Under the Spell of the Lenticularis

[Editor’s Note: On February 24, 2011, the soaring community and the world of atmospheric sciences lost a pioneer when Joachim Küttner passed away. Joachim was a bold, innovative, and indefatigable explorer of the atmosphere. His interests and contributions to science and manned spaceflight were wide-ranging and legendary. Wolf D. Herold, a sailplane pilot and atmospheric scientist, contributed this remembrance of Joachim’s multi-faceted life].

Joachim Küttner (September 21,1909 – February 24, 2011)

by Wolf D. Herold

He was already in his second life when he met his first mountain wave, above the Riesengebirge in the Silesian part of Germany. As he approached its sister in the American West, three lives were behind him.

Later he started number seven, when he embarked on solving the mystery of the mountain waves once and for all.

How many lives can one squeeze in a hundred years?

For Joachim Küttner this question was without meaning, for he followed his instincts, pursued his passion and lived the life(s) he encountered.

He started his first career in the early 1930’s with legal work, but the skies always called him. He began to explore that strange up and down motion in the air and then moved on to testing heavy aircraft – from silent flight to thunderous motion he went.

That the atmosphere with its waves seduced him a second time was no miracle but rather a consequence of his curiosity. In 1951 he came to the Sierra Nevada with more determination and better equipment. From the cockpit of a glider he looked the monster in the eye.

Science gained new knowledge out of this and he an altitude record in gliders.

As if this wasn’t high enough, he kept moving higher still; he helped Wernher von Braun to launch the first American into orbit.

After that he came back to Earth, back to science, that is.
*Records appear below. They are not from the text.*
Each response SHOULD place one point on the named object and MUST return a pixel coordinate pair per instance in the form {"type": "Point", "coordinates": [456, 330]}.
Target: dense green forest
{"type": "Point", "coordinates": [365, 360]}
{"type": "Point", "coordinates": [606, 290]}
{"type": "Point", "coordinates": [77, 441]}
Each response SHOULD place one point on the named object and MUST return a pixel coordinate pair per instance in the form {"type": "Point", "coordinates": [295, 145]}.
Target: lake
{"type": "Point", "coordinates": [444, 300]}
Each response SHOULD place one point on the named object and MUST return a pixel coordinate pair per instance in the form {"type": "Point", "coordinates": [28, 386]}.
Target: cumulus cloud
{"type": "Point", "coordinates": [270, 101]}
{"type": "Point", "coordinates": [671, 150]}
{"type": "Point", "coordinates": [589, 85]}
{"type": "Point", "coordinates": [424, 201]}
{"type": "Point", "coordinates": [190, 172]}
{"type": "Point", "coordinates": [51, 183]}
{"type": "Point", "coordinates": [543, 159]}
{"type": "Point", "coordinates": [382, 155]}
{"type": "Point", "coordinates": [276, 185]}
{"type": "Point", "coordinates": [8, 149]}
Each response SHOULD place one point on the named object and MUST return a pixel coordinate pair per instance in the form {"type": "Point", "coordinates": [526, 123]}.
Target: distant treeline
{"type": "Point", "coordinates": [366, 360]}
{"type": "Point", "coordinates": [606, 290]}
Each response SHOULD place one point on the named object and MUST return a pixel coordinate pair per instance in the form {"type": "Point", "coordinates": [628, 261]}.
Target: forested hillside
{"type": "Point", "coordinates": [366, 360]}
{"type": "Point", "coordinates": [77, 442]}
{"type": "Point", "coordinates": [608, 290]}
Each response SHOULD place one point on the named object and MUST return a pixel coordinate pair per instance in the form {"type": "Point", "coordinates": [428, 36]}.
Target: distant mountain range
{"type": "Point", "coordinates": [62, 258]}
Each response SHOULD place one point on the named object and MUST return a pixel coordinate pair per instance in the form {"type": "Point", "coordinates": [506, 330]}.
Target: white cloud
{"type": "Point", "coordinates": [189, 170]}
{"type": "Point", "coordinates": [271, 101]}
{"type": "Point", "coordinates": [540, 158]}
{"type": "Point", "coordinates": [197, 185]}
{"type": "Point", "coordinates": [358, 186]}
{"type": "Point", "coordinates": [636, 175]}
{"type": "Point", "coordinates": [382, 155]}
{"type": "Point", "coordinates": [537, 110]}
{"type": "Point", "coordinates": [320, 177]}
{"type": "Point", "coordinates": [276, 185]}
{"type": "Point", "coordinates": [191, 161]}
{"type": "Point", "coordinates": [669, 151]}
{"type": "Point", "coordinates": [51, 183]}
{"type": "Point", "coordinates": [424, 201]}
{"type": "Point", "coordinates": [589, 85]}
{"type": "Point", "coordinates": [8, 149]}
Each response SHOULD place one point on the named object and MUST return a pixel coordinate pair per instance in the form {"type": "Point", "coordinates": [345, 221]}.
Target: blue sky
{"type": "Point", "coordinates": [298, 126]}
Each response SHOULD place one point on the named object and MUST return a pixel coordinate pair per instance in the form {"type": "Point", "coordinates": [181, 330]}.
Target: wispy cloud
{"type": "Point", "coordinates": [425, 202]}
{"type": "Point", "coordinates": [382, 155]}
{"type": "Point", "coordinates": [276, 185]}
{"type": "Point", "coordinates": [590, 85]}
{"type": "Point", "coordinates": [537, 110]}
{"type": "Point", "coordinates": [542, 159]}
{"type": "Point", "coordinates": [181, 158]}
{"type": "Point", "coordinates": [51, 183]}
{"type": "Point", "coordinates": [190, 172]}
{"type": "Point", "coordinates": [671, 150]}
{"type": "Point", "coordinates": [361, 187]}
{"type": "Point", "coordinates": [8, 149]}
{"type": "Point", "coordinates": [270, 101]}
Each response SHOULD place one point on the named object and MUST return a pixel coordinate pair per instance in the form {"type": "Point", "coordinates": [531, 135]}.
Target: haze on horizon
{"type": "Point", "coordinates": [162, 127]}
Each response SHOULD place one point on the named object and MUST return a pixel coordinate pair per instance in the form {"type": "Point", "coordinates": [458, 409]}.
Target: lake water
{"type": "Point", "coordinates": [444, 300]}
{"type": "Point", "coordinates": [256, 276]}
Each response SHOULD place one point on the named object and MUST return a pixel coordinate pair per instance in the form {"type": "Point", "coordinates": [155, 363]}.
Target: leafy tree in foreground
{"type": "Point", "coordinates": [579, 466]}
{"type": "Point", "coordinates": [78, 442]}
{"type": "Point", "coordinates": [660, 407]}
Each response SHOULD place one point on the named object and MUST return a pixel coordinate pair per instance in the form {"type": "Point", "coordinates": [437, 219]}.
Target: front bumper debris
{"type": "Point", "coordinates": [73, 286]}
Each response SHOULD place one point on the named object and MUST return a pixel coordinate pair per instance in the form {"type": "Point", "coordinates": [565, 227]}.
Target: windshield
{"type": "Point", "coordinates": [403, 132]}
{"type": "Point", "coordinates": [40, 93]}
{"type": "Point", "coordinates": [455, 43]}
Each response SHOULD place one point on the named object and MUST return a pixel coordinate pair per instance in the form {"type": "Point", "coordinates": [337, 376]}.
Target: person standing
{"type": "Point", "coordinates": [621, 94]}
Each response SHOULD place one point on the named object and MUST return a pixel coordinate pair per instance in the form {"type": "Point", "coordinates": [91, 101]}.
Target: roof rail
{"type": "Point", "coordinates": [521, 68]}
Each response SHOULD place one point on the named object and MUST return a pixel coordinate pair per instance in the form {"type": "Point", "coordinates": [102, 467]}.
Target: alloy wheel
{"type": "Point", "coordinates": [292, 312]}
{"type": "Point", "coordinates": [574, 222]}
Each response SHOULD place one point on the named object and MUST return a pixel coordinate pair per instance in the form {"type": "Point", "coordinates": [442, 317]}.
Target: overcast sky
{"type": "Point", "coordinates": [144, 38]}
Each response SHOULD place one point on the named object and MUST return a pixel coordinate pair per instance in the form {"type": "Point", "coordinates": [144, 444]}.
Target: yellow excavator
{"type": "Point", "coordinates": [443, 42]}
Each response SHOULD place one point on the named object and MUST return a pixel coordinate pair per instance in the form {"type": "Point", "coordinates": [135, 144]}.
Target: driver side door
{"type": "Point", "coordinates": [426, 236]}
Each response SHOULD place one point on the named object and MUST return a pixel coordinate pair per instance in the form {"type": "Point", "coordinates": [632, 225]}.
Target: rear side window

As a global mission he investigated the workings of the atmosphere. But lee waves and rotors didn’t let him go just yet. Before he assembled another team to solve the last mysteries of turbulent and laminar flow behind mountains, he promoted a vision which he had about 50 years ago during his spectacular wave cross country flight of 600 km in an old training two-seater: to fly 2000km solely with the power of those wild winds.

A glider pilot at heart he endowed a prize for the first pilot to complete a straight-out wave flight of 2000 km. He was enchanted and surprised at the same time when his dream had been realized in a way he didn’t anticipate. Shortly after he handed over his prestigious award to Klaus Ohlmann in February of 2004 he raised the bar again.

Joachim Küttner won’t be able to present his prize for the first 2500km flight. He died on February 24 at the age of 101 in Longmont, Colorado.